Amid mounting concern about the ecological impacts of outdoor cannabis grows in California’s Emerald Triangle comes news of last week’s massive raid on the Yurok Indian Resolution in Humboldt Country.
The LA Times reports that California National Guard on July 21 joined more than a dozen other agencies to help Yurok tribal authorities uproot the grows. Tribal leaders say that grow ops have threatened the reservation’s water supply, harmed its salmon, and interfered with cultural ceremonies.

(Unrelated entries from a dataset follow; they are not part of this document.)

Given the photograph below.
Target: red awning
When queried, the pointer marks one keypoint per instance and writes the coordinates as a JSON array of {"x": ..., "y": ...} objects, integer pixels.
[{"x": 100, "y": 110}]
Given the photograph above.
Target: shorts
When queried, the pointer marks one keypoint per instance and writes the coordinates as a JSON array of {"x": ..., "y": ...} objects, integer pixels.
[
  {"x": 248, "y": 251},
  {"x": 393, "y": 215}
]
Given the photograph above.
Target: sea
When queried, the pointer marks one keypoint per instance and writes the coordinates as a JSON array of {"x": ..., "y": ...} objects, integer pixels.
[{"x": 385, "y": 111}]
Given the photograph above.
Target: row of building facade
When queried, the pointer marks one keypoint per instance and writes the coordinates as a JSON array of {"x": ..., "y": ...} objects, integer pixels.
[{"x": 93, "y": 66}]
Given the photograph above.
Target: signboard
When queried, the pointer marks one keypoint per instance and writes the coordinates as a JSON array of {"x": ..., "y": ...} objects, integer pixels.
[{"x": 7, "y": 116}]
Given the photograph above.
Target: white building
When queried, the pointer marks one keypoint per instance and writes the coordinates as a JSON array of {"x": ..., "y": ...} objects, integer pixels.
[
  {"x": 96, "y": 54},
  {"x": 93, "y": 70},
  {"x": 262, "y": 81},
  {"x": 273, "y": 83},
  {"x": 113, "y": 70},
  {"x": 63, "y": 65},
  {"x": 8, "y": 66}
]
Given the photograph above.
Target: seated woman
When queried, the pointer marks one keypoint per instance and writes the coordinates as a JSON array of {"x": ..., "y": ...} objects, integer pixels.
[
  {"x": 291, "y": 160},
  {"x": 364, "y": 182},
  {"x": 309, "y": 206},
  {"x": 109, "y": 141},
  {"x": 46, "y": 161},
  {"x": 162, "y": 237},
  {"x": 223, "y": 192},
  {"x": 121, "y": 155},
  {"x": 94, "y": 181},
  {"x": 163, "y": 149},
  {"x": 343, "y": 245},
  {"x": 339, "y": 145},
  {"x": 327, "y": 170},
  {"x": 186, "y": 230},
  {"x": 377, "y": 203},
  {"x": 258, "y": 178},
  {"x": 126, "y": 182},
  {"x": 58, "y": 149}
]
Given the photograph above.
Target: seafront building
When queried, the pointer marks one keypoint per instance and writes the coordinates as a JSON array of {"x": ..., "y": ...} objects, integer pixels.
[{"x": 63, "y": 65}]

At the request of Yurok officials, officers served search warrants at several properties in and near the reservation along the Klamath River. Participating agencies in “Operation Yurok” included the Sheriff’s Drug Enforcement Unit, the North State Marijuana Investigation Team, the federal Bureau of Indian Affairs and Bureau of Land Management, as well as Yurok tribal police. Yurok Tribal Chairman Thomas O’Rourke joined officers at their staging area at a hillside fire station, where he complained bitterly of the growers. “They’re stealing millions and millions of gallons of water and it’s impacting our ecosystem,” O’Rourke said. “We can’t no longer make it into our dance places, our women and children can’t leave the road to gather. We can’t hunt. We can’t live the life we’ve lived for thousands of years.”
And while growers once “brought their fertilizer in in batches in the dark,” O’Rourke said dump trucks now enter the reservation with impunity in broad daylight, using heavy equipment to carve roads through tribal land. Yurok authorities said tens of thousands of plants would likely be eradicated in the operation, chipped on-site.
The nearby Hoopa Valley Indian Reservation has seen similar raids in recent years. North Coast ecologists increasingly warn of impacts on fish and wildlife in the region. And while groups like the Emerald Growers Association have been pushing for industry standards for eco-friendly cannabis, the media have been having a field day scapegoating marijuana growers for California’s drought.
Cannabis advocates argue that legalization is exactly what would bring public oversight to the cannabis biz, as to any other industry, and keep growers from having to hide out on remote tribal and federal lands. But meanwhile, such ugly practices are earning lots of very bad press for Northern California’s cannabis economy. If this question is not addressed forthrightly, it is going to cost legalization efforts potential allies among ecologists and Native Americans.